# Bah Humbug - for those who Dont Do Christmas!



## DizziSquirrel (Feb 15, 2005)

​


----------



## Wraakgodin (Jun 17, 2006)

Thanks Dizzi - somewhere I can feel warm and snuggly and certainly BAAAAAAH HUMBUG!

Sue


----------



## Catb33 (Aug 1, 2006)

Hurrah! A place to escape to. I'm not completely anti as we take most of our profits in the run up, but I am fed up of working so hard I can't find time to sleep for 2 months and then the family turn up and want feeding, then argue about who said what back in 1986


----------



## wouldloveababycat (Mar 21, 2004)

Ooh not sure I want this on a thread I moderate ..   might have to do lots of editing


----------



## DizziSquirrel (Feb 15, 2005)

Cat leave this thread to me


----------



## Wraakgodin (Jun 17, 2006)

I wondered when Mrs Christmas Squirrel would turn up!!!

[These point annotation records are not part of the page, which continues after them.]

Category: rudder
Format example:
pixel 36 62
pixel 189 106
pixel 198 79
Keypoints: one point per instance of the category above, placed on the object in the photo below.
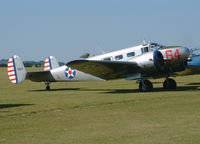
pixel 16 70
pixel 50 63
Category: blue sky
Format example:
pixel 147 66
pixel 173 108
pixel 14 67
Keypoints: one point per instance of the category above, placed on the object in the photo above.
pixel 35 29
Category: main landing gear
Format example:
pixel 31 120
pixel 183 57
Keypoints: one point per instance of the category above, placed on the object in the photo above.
pixel 146 85
pixel 47 86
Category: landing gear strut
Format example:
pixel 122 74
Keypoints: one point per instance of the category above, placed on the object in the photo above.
pixel 145 86
pixel 47 86
pixel 169 84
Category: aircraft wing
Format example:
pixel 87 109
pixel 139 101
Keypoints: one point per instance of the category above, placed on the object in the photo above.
pixel 105 69
pixel 40 76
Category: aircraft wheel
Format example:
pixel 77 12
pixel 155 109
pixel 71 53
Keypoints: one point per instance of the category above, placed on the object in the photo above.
pixel 169 84
pixel 48 88
pixel 145 86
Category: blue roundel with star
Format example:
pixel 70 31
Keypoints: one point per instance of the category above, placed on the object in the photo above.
pixel 70 73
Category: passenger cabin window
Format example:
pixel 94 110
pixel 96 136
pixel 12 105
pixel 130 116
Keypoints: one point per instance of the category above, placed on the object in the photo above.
pixel 107 59
pixel 118 57
pixel 131 54
pixel 144 50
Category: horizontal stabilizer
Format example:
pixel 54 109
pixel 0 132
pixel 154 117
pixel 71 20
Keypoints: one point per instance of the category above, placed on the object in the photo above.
pixel 40 76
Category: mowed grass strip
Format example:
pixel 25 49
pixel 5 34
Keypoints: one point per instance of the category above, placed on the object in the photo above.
pixel 99 112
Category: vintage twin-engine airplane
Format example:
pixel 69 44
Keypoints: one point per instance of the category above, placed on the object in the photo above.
pixel 149 60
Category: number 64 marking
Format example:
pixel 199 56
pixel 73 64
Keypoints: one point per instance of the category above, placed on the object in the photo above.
pixel 170 55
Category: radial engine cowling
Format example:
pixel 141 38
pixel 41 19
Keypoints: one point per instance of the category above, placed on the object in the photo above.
pixel 151 63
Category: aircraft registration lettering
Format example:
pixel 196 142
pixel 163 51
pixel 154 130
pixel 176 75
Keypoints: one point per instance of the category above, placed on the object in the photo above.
pixel 170 56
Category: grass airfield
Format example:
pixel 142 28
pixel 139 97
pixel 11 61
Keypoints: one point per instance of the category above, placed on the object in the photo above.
pixel 108 112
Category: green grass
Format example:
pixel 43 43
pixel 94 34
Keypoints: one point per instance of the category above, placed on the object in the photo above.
pixel 107 112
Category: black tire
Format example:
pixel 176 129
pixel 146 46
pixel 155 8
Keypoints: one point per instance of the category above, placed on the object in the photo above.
pixel 169 84
pixel 48 88
pixel 145 86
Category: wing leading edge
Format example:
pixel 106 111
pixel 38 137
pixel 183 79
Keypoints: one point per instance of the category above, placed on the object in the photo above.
pixel 40 76
pixel 105 69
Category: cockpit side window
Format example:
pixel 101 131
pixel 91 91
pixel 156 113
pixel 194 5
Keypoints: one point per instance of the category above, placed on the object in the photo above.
pixel 144 50
pixel 131 54
pixel 107 59
pixel 118 57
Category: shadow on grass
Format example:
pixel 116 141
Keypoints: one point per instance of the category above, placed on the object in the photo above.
pixel 193 84
pixel 118 91
pixel 13 105
pixel 60 89
pixel 182 88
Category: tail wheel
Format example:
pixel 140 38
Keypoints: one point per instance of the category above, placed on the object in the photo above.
pixel 169 84
pixel 47 86
pixel 145 86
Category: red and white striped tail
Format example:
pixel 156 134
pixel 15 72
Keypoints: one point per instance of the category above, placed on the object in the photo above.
pixel 12 71
pixel 47 64
pixel 50 63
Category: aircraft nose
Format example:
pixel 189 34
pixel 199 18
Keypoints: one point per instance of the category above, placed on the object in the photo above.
pixel 186 52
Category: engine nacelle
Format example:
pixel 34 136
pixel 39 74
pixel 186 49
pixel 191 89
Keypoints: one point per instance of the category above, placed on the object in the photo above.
pixel 151 63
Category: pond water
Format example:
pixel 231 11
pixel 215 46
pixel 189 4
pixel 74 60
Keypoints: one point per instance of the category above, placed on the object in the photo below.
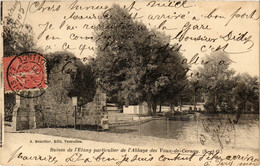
pixel 246 128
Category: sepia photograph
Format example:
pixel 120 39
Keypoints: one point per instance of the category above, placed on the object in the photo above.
pixel 129 83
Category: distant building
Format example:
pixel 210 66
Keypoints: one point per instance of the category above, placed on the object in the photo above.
pixel 140 109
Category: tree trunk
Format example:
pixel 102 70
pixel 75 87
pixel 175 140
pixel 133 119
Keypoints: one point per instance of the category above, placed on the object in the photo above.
pixel 149 108
pixel 154 105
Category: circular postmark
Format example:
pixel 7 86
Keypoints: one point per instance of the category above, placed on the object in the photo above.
pixel 26 75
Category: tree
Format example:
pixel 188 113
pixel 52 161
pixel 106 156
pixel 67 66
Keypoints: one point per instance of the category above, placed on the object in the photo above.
pixel 216 82
pixel 136 64
pixel 17 38
pixel 246 93
pixel 82 82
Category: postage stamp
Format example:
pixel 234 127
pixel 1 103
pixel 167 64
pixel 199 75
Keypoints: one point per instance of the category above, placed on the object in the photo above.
pixel 25 74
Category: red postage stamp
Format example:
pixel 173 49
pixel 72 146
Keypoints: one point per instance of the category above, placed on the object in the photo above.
pixel 25 72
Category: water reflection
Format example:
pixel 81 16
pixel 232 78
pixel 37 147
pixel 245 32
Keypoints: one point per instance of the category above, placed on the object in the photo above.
pixel 177 129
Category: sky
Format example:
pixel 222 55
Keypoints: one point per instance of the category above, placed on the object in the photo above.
pixel 238 21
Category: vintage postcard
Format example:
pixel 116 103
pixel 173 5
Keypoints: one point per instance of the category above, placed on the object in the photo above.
pixel 129 83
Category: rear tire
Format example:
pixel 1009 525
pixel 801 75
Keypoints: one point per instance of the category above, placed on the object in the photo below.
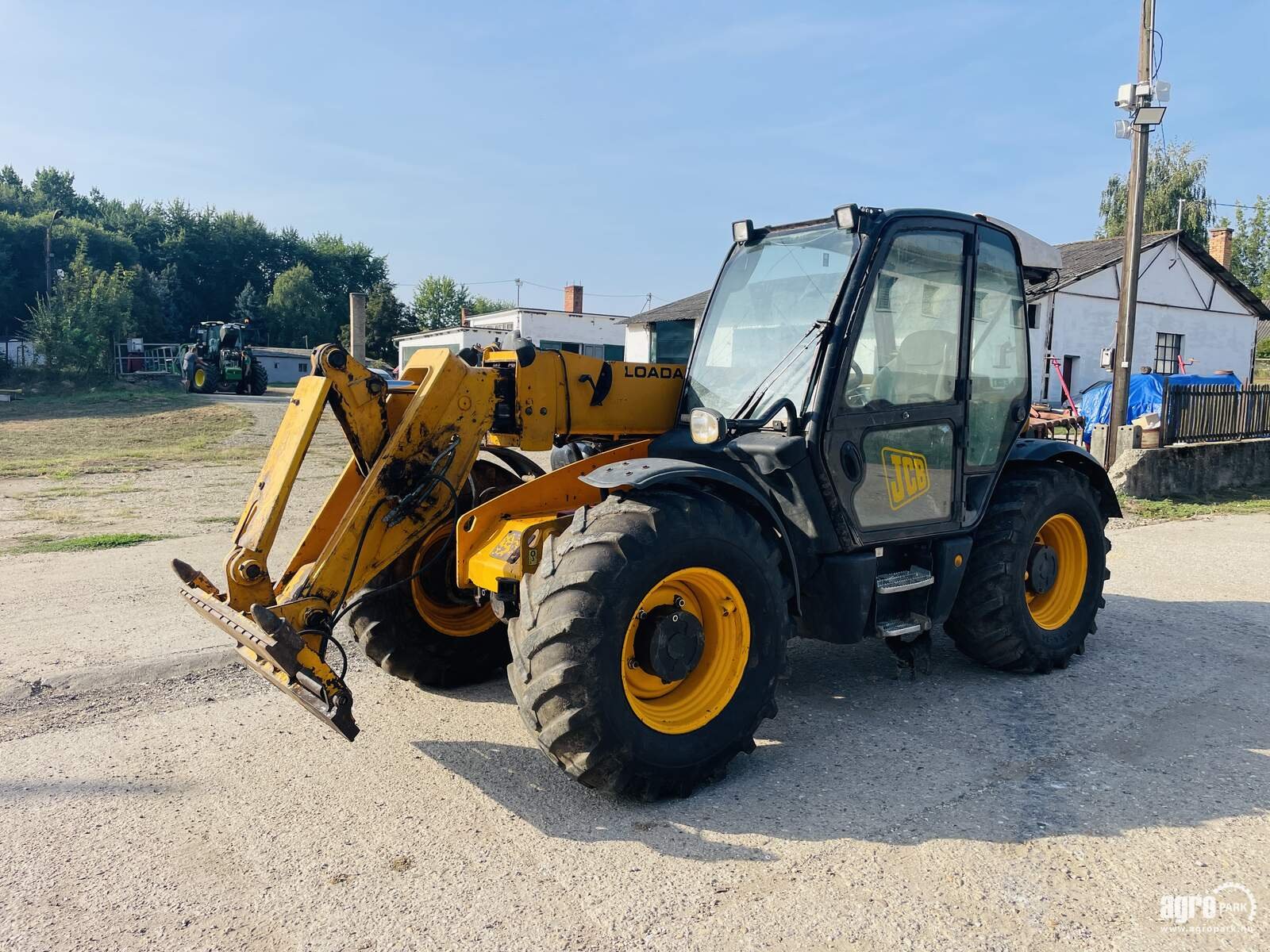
pixel 999 619
pixel 429 631
pixel 596 711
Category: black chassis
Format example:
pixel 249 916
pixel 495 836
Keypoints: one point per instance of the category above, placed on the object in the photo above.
pixel 783 478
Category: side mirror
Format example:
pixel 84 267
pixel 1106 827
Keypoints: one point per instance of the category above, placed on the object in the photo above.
pixel 708 427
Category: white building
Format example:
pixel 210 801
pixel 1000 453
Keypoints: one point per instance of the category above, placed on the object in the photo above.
pixel 664 334
pixel 1189 306
pixel 569 329
pixel 285 365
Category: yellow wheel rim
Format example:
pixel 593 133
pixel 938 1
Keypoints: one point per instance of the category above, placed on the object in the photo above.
pixel 441 603
pixel 1053 608
pixel 692 702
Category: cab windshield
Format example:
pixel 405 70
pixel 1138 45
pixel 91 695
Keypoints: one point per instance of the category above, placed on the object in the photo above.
pixel 772 304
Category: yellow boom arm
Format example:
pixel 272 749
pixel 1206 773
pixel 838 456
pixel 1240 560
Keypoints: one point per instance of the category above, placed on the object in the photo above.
pixel 413 444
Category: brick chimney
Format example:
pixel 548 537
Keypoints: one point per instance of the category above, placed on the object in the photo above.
pixel 1219 245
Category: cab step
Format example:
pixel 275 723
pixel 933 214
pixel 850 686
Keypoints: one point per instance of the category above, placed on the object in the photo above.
pixel 903 581
pixel 906 628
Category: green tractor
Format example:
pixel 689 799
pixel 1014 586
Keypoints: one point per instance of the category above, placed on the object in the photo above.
pixel 220 359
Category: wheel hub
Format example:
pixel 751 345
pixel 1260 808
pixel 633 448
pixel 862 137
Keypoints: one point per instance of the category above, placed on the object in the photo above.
pixel 670 643
pixel 1041 569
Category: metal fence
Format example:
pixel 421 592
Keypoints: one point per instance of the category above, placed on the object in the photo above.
pixel 1213 413
pixel 22 353
pixel 152 359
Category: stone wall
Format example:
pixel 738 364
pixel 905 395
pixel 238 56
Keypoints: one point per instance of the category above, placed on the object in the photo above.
pixel 1191 470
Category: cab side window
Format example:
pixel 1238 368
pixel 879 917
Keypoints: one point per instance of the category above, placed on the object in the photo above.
pixel 908 346
pixel 999 351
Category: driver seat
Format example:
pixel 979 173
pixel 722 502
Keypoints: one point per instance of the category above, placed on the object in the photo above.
pixel 922 371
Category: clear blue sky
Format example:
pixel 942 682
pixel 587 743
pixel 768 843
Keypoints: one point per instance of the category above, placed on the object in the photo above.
pixel 614 144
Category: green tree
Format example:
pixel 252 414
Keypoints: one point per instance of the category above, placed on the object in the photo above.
pixel 1172 173
pixel 440 302
pixel 1250 245
pixel 247 305
pixel 387 317
pixel 89 311
pixel 480 304
pixel 296 309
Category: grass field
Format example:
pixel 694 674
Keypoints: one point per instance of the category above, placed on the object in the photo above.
pixel 114 431
pixel 1255 499
pixel 79 543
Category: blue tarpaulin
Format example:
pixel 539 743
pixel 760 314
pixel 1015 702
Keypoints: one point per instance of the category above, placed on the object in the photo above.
pixel 1146 395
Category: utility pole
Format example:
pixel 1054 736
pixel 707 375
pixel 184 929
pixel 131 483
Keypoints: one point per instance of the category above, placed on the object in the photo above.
pixel 357 325
pixel 48 253
pixel 1128 313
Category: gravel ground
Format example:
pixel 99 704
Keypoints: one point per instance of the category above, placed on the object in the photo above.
pixel 156 797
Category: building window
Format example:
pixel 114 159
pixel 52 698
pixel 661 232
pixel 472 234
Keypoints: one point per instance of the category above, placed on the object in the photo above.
pixel 670 342
pixel 884 285
pixel 1168 348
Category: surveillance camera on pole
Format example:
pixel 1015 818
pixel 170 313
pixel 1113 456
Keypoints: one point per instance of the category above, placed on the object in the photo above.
pixel 1145 102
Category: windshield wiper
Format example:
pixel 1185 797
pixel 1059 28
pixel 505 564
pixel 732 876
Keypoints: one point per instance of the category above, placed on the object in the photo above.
pixel 761 389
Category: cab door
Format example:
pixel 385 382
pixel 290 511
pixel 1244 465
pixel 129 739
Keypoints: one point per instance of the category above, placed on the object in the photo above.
pixel 895 443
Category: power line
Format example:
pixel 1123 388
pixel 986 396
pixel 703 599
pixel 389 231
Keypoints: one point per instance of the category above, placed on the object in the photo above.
pixel 531 283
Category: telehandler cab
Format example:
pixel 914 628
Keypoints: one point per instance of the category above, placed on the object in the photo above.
pixel 838 460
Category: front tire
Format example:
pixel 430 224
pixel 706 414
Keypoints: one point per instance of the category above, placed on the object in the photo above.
pixel 1034 583
pixel 598 663
pixel 427 630
pixel 207 378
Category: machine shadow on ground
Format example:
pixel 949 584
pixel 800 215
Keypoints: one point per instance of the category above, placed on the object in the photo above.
pixel 1164 723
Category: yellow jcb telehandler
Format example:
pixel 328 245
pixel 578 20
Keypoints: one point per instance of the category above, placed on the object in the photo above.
pixel 838 460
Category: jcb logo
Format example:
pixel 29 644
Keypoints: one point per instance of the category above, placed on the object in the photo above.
pixel 906 474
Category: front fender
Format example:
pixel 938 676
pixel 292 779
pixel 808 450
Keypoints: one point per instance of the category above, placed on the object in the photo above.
pixel 652 471
pixel 1032 452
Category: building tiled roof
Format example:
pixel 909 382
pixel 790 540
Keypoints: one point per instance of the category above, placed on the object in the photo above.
pixel 686 309
pixel 1080 260
pixel 1085 258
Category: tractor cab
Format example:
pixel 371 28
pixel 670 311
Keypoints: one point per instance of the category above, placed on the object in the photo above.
pixel 224 359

I am not anti-Christmas, it is just a family time and I find that difficult.

Sue


----------



## DizziSquirrel (Feb 15, 2005)

Me too - but as someone has said to me DH is my family and Christmas is not just for Kids


----------



## wouldloveababycat (Mar 21, 2004)

I can empathise with that as I felt just like that last year ..   It is a really emotional time of year  

Cat x


----------



## Orange Smartie (Dec 30, 2007)

Ah a safe haven.

No cards, presents, trees, decorations, turkeys....

but you may find a Christmas Pud and some brandy cream in the fridge. Does that mean I get kicked off  

xxx


----------



## Catb33 (Aug 1, 2006)

Xmas pud and mince pies are the best things about Xmas so I'm with you YogaPrincess. Had Xmas pud with brandy butter ice cream last night at a local pub. 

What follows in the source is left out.